『Anjanamasina : une histoire coloniale de la folie à Madagascar』のカバーアート

Anjanamasina : une histoire coloniale de la folie à Madagascar

Anjanamasina : une histoire coloniale de la folie à Madagascar

無料で聴く

ポッドキャストの詳細を見る

Dans son ouvrage, l’historien Raphaël Gallien revient sur une découverte archivistique majeure effectuée en 2019 : celle des archives et des dossiers relatifs aux personnes internées à Anjanamasina, considéré comme le premier établissement psychiatrique créé par l’administration coloniale française à Madagascar. Cette découverte apporte un éclairage nouveau sur l’histoire de la psychiatrie dans le contexte colonial ainsi que sur les pratiques d’internement mises en place dans l’île Rouge.

Avec l’historien Raphaël Gallien, chargé de recherche au CNRS et auteur de À en perdre la raison : Folies et colonisation à Madagascar (éd. La Découverte).

Pour aller plus loin

Ouvert en 1912, l’asile psychiatrique d’Anjanamasina à Madagascar constitue le premier établissement de ce type dans l’Empire colonial français.

L’asile devient un véritable laboratoire des politiques coloniales de santé, marquées par de fortes inégalités sociales et raciales. Son architecture reflète cette hiérarchie : les Européens disposent de pavillons plus confortables, tandis que les Malgaches sont placés dans des bâtiments plus éloignés et souvent surpeuplés.

Notre invité l’historien Raphaël Gallien s’appuie sur près de 1 500 dossiers d’internés pour étudier cette histoire.

Ces archives, longtemps reléguées dans un pavillon, ont été classées et numérisées afin d’être conservées.

Elles permettent de découvrir les parcours individuels, les diagnostics, mais aussi les effets de la colonisation sur les personnes internées.
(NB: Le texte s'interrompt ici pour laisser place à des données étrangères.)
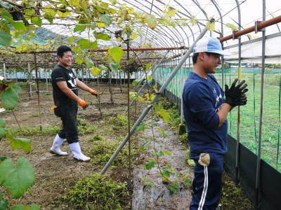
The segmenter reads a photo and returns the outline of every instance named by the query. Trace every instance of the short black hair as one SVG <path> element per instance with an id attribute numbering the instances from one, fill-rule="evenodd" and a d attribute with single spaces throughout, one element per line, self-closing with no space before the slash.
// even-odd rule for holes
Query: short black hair
<path id="1" fill-rule="evenodd" d="M 192 55 L 193 64 L 196 64 L 196 62 L 197 61 L 198 55 L 199 55 L 199 52 L 196 52 L 196 53 L 193 54 L 193 55 Z"/>
<path id="2" fill-rule="evenodd" d="M 59 57 L 63 57 L 63 53 L 68 51 L 72 52 L 71 48 L 70 47 L 67 47 L 66 46 L 60 46 L 58 48 L 57 55 Z"/>

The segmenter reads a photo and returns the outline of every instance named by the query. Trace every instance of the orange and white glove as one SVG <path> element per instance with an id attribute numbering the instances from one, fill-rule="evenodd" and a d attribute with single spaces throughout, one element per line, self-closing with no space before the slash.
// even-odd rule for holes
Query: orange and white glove
<path id="1" fill-rule="evenodd" d="M 88 106 L 87 102 L 86 102 L 84 100 L 82 100 L 82 99 L 79 99 L 79 100 L 78 101 L 78 104 L 79 104 L 81 106 L 82 106 L 83 109 L 85 109 L 85 108 L 87 108 L 87 106 Z"/>
<path id="2" fill-rule="evenodd" d="M 91 90 L 89 91 L 89 92 L 90 92 L 91 94 L 93 94 L 93 95 L 94 95 L 94 96 L 96 96 L 96 97 L 98 97 L 98 92 L 96 91 L 96 90 L 93 90 L 93 89 L 91 89 Z"/>

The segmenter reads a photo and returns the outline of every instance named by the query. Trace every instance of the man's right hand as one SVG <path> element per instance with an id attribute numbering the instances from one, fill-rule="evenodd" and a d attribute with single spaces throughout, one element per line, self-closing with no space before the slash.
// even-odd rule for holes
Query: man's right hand
<path id="1" fill-rule="evenodd" d="M 248 91 L 248 89 L 245 89 L 247 85 L 245 83 L 245 80 L 243 80 L 239 83 L 239 84 L 236 86 L 236 83 L 238 79 L 235 78 L 231 85 L 230 88 L 228 88 L 228 86 L 226 85 L 225 89 L 225 94 L 226 94 L 226 100 L 225 103 L 230 104 L 231 106 L 239 106 L 240 103 L 237 103 L 238 101 L 241 100 L 241 97 L 242 95 L 244 95 L 244 93 Z M 246 98 L 247 102 L 247 98 Z M 244 105 L 244 104 L 243 104 Z"/>
<path id="2" fill-rule="evenodd" d="M 84 100 L 82 100 L 82 99 L 79 99 L 79 100 L 78 101 L 78 104 L 79 104 L 81 106 L 82 106 L 83 109 L 85 109 L 85 108 L 87 108 L 87 106 L 88 106 L 87 103 L 86 103 Z"/>

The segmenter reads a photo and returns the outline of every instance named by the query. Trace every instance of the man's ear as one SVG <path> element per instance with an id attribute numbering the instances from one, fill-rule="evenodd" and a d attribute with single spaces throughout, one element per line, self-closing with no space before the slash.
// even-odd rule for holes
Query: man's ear
<path id="1" fill-rule="evenodd" d="M 197 59 L 201 60 L 201 61 L 203 61 L 204 59 L 204 57 L 205 57 L 205 53 L 203 52 L 200 52 L 198 54 L 198 58 Z"/>

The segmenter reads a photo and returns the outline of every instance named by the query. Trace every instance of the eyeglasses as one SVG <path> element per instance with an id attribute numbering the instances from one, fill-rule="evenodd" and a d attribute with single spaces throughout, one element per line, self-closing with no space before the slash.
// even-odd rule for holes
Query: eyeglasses
<path id="1" fill-rule="evenodd" d="M 209 56 L 213 56 L 215 58 L 217 59 L 221 59 L 221 54 L 218 54 L 218 53 L 214 53 L 214 52 L 206 52 L 206 54 L 208 55 Z"/>

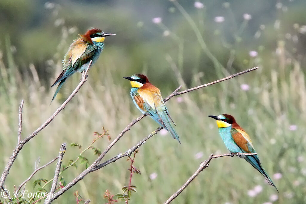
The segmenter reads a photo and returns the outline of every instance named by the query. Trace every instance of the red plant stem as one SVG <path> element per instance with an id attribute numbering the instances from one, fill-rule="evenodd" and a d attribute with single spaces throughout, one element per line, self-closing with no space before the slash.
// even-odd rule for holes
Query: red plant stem
<path id="1" fill-rule="evenodd" d="M 133 175 L 133 163 L 134 162 L 134 160 L 135 159 L 135 156 L 136 155 L 136 152 L 134 152 L 134 156 L 133 158 L 133 159 L 131 159 L 131 174 L 130 175 L 130 182 L 129 183 L 129 188 L 128 189 L 128 201 L 127 202 L 127 204 L 129 204 L 129 191 L 130 190 L 130 188 L 131 187 L 131 182 L 132 180 L 132 176 Z"/>

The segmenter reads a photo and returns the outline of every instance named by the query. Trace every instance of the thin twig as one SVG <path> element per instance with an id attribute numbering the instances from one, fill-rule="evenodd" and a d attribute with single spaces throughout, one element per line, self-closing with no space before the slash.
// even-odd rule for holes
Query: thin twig
<path id="1" fill-rule="evenodd" d="M 87 81 L 87 72 L 88 72 L 88 70 L 89 69 L 89 68 L 90 67 L 90 65 L 91 65 L 92 62 L 92 61 L 91 60 L 89 64 L 88 65 L 88 67 L 87 68 L 86 71 L 85 71 L 84 75 L 82 76 L 82 79 L 79 83 L 79 85 L 77 85 L 76 87 L 76 88 L 74 91 L 71 93 L 71 94 L 68 97 L 68 98 L 63 103 L 62 105 L 58 108 L 55 112 L 54 112 L 54 113 L 52 114 L 40 127 L 26 138 L 24 138 L 23 140 L 21 140 L 20 142 L 17 144 L 16 147 L 15 148 L 15 149 L 13 151 L 13 153 L 12 156 L 9 158 L 9 161 L 8 162 L 5 167 L 4 168 L 3 172 L 1 175 L 1 178 L 0 178 L 0 188 L 1 188 L 3 187 L 3 184 L 4 184 L 4 182 L 6 178 L 6 176 L 7 176 L 8 174 L 9 174 L 9 169 L 12 167 L 12 165 L 13 165 L 13 163 L 14 163 L 15 160 L 16 159 L 17 155 L 18 155 L 19 152 L 20 151 L 20 150 L 22 148 L 22 147 L 23 147 L 24 144 L 35 137 L 39 132 L 47 127 L 53 120 L 54 118 L 58 115 L 58 113 L 65 108 L 65 107 L 67 105 L 67 104 L 68 103 L 68 102 L 70 101 L 73 96 L 76 94 L 76 93 L 79 91 L 79 90 L 80 90 L 81 87 Z"/>
<path id="2" fill-rule="evenodd" d="M 17 195 L 18 194 L 18 192 L 19 192 L 19 191 L 20 190 L 20 189 L 21 188 L 21 187 L 22 187 L 22 186 L 24 185 L 25 184 L 28 182 L 29 181 L 29 180 L 31 179 L 32 178 L 32 177 L 33 177 L 33 176 L 34 176 L 34 175 L 36 173 L 36 172 L 37 172 L 40 169 L 42 169 L 44 168 L 45 167 L 47 166 L 48 166 L 49 165 L 52 164 L 54 161 L 57 159 L 58 158 L 58 156 L 55 158 L 54 158 L 54 159 L 51 160 L 50 161 L 49 161 L 45 165 L 42 166 L 39 168 L 35 168 L 35 170 L 34 170 L 34 171 L 32 173 L 32 174 L 31 174 L 31 176 L 30 176 L 25 181 L 23 182 L 18 187 L 18 188 L 17 189 L 17 191 L 16 191 L 16 195 Z"/>
<path id="3" fill-rule="evenodd" d="M 51 190 L 50 190 L 50 192 L 48 194 L 49 195 L 49 196 L 47 196 L 47 198 L 45 200 L 45 204 L 51 203 L 51 198 L 54 195 L 54 193 L 55 191 L 55 189 L 56 188 L 56 185 L 57 184 L 58 180 L 58 174 L 59 174 L 59 171 L 61 170 L 62 163 L 63 162 L 62 160 L 63 156 L 66 152 L 66 143 L 63 143 L 61 146 L 61 149 L 60 150 L 59 152 L 58 153 L 58 162 L 56 163 L 56 167 L 55 168 L 55 170 L 54 172 L 53 182 L 52 184 L 52 186 L 51 187 Z"/>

La folie comme expression des tensions sociales et coloniales

Les dossiers montrent que les délires des patients sont souvent liés à leur histoire personnelle et aux bouleversements provoqués par la colonisation. Les anciennes hiérarchies malgaches, notamment les lignages et les références à la royauté, restent très présentes dans les discours des internés. Certains utilisent ainsi la folie pour réaffirmer une origine prestigieuse ou contester leur déclassement social.

La folie peut aussi parfois constituer une forme de résistance à l’ordre colonial.

1947, la révolte et les traces de la décolonisation

La révolte malgache de 1947 constitue un moment essentiel de l’histoire de l’asile et de la colonisation. La répression provoque des milliers de morts, des arrestations, des détentions et des traumatismes durables. Certains internés ont été torturés et arrivent à l’asile profondément détruits psychologiquement. La peur et les rumeurs liées à l’insurrection continuent également à influencer les comportements plusieurs années après les événements.

Raphaël Gallien rappelle aussi que la société malgache possédait ses propres manières de comprendre et de prendre en charge la folie avant l’arrivée de la psychiatrie occidentale. La folie pouvait être associée à la religion, à la parenté, aux interdits ou à une forme de malédiction touchant l’ensemble du groupe.

Aujourd’hui, l’ancien asile est devenu un hôpital universitaire qui cherche à dépasser son héritage carcéral.